Flynn explains his view of the story thus: "I'll give it significance, importance, greatness. They'll believe anything I want them to believe." Flynn, of course, is a promoter, and like most Cary Grant characters is a champion talker. Early in the film he says of himself, after having just successfully pitched a wildly elaborate show to his financier (a show he made up on the spot, and has no intention of producing), "You know me, I get lonely if I can't hear myself talk."
Talk he does, and how. The real saving grace of Once Upon a Time is not its inspirational message (which nearly kills it), and is certainly not its story or characterizations. Grant's not exactly acting much in this movie, but he is charismatic and good looking (as always), and delivers a steady stream of pointed, mile-a-minute dialog that is witty enough to keep my interest in this otherwise paper-thin story. Ultimately, Grant himself is the expert promoter, and he certainly is good enough to sell even a story as inane as this one.
Characterizations are pretty weak throughout. As the mischievous but wholesome orphan boy (yup, he lisps) Pinky has little depth, but is at least consistent and believable. Unfortunately, Flynn is neither, but I don't think you can blame that on Grant. Even on paper Flynn's behavior is so erratic there's not much saving it. I can get behind the idea that he is selfish and ruthless and will even stoop to selling Curly out from under Pinky to save his own skin, but all throughout he seems to think that Pinky will eventually understand and accept this course of action. I'd say that's highly unlikely, considering that Pinky is a pretty one dimensional character whose sole defining personality trait is his attachment to Curly. Together, this makes Flynn equal parts ruthless and stupid, but he is also shown to be a brilliant promoter, a tough gig for someone who can't read the emotions of an utterly transparent nine-year-old. Any way you look at it, the cards don't add up. Pinky's sister Jeannie (Janet Blair) is even more bewildering. When Flynn is on the level with Pinky, she disapproves of the friendship, but once Flynn betrays that trust she has nothing but sympathy (for Flynn, mind you).

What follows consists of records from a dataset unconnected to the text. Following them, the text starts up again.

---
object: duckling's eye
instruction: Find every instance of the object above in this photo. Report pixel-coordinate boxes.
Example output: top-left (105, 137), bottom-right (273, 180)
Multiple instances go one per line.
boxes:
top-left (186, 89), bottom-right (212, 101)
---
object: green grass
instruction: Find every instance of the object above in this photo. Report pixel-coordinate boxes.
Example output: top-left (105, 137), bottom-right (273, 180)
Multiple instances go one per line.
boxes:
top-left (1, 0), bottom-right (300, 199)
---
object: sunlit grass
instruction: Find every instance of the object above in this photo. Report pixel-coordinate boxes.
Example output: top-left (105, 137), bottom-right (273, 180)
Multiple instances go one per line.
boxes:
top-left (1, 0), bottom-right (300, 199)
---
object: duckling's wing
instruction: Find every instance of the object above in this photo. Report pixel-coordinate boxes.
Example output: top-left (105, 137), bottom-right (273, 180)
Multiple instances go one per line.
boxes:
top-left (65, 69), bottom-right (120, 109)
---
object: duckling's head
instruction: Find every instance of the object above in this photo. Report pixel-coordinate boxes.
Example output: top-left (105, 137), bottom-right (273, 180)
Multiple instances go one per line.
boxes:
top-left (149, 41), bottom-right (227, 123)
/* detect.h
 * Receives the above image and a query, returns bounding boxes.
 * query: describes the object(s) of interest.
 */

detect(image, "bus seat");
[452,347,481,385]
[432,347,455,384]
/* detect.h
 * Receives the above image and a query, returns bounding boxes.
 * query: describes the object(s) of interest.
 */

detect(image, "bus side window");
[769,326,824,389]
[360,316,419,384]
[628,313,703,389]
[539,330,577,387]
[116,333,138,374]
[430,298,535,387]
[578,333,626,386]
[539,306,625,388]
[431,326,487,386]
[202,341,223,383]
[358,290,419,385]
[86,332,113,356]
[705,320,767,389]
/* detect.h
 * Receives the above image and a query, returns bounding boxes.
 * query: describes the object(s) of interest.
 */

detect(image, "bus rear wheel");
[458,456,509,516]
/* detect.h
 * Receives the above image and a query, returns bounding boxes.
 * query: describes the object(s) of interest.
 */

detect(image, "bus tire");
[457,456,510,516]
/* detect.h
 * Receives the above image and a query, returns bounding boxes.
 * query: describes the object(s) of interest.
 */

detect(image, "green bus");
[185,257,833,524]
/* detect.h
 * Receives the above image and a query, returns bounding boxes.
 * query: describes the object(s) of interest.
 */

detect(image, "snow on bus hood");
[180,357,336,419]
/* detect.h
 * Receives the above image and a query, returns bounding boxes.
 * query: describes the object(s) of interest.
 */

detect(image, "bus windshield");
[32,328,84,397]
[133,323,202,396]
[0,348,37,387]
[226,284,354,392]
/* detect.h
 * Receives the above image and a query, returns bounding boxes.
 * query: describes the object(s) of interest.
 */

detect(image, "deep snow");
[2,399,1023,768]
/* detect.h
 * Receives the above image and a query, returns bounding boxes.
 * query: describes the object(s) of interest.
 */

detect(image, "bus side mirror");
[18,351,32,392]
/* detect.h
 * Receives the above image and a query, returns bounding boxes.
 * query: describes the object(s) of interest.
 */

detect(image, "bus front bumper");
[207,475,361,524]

"Perhaps Curly might be telling us, that if we feel we are crawling around, lost in the dark as he was, that we should look up. Look up! Look up!" |
There's another aspect to this story running parallel to the "magic of childhood" drivel that I find much more interesting. No one other than Pinky and Flynn and a few kids are interested in Curly for his own sake. When Flynn stages a press conference to show off his new find, he can't even get the reporters to look in the box. Flynn's assistant "The Moke" (James Gleason) does look, but even still sees nothing remarkable. "A worm wiggling," he says dismissively. Only after a mythology has been built around Curly explaining his significance and changing that "wiggling" to "dancing" does anyone pay him the least attention. Curly himself is not the attraction, but the "Curly-World" amusement park that has been built up around him, the stories made about what he is supposed to mean to everyone. It's no wonder then that the whole affair has Disney salivating, and you can get a lot of mileage out of stretching that view of shameless promotion outside the confines of the film, particularly with Disney already brought to the witness stand, as it were.
Despite this provocative subtext, the narrative of the film stays firmly grounded within its own delusions. Although Flynn and others invent stories about Curly right and left, they all believe, or at least convince themselves, that they are inventing the truth. The film's ending, with Flynn and Pinky watching in wide-eyed joy as Curly, now a butterfly (animated, of course), flies off into the city to new and greater things, leaves the viewer with a series of largely unanswerable questions. Does the "magic of childhood" even exist, outside of the promotional nonsense of shameless hucksters like Flynn? If manufactured significance and pay-per-view mythology bring joy to millions of people, does it matter that it was made to turn a profit?